Furthermore, the ability to log and track GenAI usage across internal networks as part of AI forensics automatically allows fintech companies to identify, trace and mitigate potential security risks from GenAI. As SEC’s requirements include providing full details of security incidents, the ability to audit AI activity through AI forensics on internal networks will be a paramount skill moving forward.
Another aspect of AI forensics and the auditability of GenAI that will prove to be key is having the capability to provide forensics information down to singular prompts. Right now, companies don’t have the infrastructure built to track and monitor AI usage. In instances where employees accidentally or purposefully provide sensitive information to AI in the form of prompts, having the GenAI history stored showing each prompt used internally will be invaluable for reporting purposes.

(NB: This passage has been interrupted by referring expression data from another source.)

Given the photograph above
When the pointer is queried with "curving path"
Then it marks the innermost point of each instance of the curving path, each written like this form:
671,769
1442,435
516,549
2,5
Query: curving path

Employee education and training in GenAI use and how to responsibly harness its benefits are other key factors in complying with SEC’s regulations. Many popular large language models (LLMs) like ChatGPT and Copilot are public repositories of data sourced from the language it’s fed, meaning any PII accidentally input to the model has the potential to be a data leak. With the proper education and training, employees will better understand how to appropriately use GenAI and minimize the potential for data breaches caused by misuse.
As boards and organization leaders continue to consider the implications of GenAI across fintech and whether they should charge full speed into its adoption or wait, the SEC’s impacts on GenAI’s adoption are clear. The onus is now on public companies to better track and mitigate security risks, forcing high-value industries to reconsider their security and AI strategies.
By creating the foundation for GenAI’s governance and auditability, fintech companies can better prepare themselves for the inevitable risks of halting and pushing for GenAI’s adoption. In fact, it’s the next logical step.